Whomever Cain encountered in the land of Nod would not know immediately of Cain’s act of fratricide, therefore, why would anyone want to kill Cain at sight? A better explanation would be that Cain had to leave the protection of his family, his clan, and was now alone and unprotected. The mark of Cain would have been the mark of a powerful tribe that anyone who encountered Cain knew about and respected or feared.
In essence, God said, if you do harm to Cain, you will be very sorry you did. This only makes sense, because Cain had to leave his clan and wander by himself into the territory of other clans.
Another point: Was the potential killing of Cain over the killing of his brother? No, I believe Cain may have been harmed by others not because he killed Abel, but because he had left the protection of his clan. The mark offered him protection even when away from his tribe. It showed his association with that tribe, meaning he was not alone in this world. Someone would come after anyone who would do him harm.

Question:
Some suggest that Abel died the first Martyr, that he did not offer resistance to the aggression of his brother. I do not read that into the text. Abel could have resisted the attack. There could have been a struggle with Cain coming out on top. There definitely was bloodshed.

The text reads:
[Cain said to his brother Abel, “Let us go out in the field.” When they were in the field, Cain attacked his brother Abel and killed him. Then the LORD asked Cain, “Where is your brother Abel?” He answered, “I do not know. Am I my brother’s keeper?” The LORD then said: “What have you done! Listen: Your brother’s blood cries out to me from the soil!]

Question:
[The LORD then said: “What have you done! Listen: Your brother’s blood cries out to me from the soil! Therefore you shall be banned from the soil that opened its mouth to receive your brother’s blood from your hand. If you till the soil, it shall no longer give you its produce.
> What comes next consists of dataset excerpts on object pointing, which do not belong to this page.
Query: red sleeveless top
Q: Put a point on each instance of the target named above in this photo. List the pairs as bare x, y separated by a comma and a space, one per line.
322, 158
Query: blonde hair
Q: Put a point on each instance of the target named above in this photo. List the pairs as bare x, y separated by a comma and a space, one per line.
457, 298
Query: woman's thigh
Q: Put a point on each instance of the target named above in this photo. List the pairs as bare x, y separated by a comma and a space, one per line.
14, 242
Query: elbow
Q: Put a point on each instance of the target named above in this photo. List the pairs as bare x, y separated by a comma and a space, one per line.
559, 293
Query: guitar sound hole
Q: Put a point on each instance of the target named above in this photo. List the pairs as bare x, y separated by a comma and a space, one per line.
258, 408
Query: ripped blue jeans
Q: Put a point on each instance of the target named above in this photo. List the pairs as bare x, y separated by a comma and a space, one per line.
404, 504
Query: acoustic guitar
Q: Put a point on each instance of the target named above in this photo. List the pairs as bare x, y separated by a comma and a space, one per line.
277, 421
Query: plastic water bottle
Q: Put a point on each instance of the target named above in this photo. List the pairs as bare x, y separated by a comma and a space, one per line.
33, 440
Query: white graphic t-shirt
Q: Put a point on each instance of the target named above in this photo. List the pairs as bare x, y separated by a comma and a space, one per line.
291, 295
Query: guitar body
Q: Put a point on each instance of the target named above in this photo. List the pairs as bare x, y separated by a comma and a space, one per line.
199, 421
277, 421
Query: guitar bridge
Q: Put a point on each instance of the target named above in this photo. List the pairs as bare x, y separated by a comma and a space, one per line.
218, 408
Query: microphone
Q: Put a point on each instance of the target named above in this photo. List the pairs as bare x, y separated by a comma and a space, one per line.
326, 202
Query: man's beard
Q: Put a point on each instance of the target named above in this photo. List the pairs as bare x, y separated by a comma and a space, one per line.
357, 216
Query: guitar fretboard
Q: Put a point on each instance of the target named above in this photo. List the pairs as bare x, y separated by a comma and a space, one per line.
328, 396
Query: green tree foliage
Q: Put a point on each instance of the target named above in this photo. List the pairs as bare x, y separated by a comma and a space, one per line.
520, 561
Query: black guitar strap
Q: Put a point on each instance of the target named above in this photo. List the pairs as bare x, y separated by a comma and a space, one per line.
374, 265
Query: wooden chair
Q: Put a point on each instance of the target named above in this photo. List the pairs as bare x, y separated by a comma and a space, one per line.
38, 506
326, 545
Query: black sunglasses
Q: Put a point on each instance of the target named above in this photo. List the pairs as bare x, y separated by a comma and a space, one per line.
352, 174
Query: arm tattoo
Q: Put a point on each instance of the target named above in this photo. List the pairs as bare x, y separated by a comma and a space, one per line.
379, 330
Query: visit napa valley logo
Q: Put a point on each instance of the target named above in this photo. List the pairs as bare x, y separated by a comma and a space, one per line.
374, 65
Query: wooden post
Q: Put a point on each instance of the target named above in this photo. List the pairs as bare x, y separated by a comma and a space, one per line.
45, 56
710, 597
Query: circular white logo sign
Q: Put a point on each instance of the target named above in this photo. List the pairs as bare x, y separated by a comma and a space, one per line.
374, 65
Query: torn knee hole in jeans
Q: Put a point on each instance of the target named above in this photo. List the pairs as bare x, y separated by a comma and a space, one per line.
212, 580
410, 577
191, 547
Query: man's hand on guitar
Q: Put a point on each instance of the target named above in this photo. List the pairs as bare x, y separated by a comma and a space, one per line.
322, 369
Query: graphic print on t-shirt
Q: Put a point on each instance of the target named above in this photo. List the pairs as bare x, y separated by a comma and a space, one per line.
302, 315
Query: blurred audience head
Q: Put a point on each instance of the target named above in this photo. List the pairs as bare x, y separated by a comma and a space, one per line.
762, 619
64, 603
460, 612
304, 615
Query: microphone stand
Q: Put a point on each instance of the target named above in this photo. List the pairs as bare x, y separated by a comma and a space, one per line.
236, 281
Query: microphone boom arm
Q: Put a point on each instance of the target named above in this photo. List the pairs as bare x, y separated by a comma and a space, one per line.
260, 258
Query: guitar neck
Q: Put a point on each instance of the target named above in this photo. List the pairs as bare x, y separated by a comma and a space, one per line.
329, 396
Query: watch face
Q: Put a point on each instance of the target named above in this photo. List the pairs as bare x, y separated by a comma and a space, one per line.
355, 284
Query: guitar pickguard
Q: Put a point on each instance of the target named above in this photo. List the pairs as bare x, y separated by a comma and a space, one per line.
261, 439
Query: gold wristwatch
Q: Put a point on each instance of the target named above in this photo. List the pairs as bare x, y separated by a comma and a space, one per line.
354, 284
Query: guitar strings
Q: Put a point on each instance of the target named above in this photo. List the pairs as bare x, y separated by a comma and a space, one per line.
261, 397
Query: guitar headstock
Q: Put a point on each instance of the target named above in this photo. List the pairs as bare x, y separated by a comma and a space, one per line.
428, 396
You shall become a restless wanderer on the earth.”
Cain said to the LORD: “My punishment is too great to bear. Since you have now banished me from the soil, and I must avoid your presence and become a restless wanderer on the earth, anyone may kill me at sight.”]
Why did Cain have to leave his home and wander forth alone?
Why did Cain think that he had to avoid God’s presence?

Answer:
Cain had committed an act of violence against his own people. Therefore he was banished from them.
God only banned Cain from the soil that previously had given its produce to Cain, the tiller of the soil. He told him that the soil would no longer provide produce to Cain. Therefore, Cain had no choice but to find another livelihood.
There is nothing in the story that reads that God banned Cain from his presence. Perhaps Cain felt that since God did not look favorably upon his offerings and because he killed Abel out of resentment over Abel’s offering to God having been received favorably, that God really did not want to see him anymore. Therefore he felt he was also banished from the sight of God, which was not true, of course.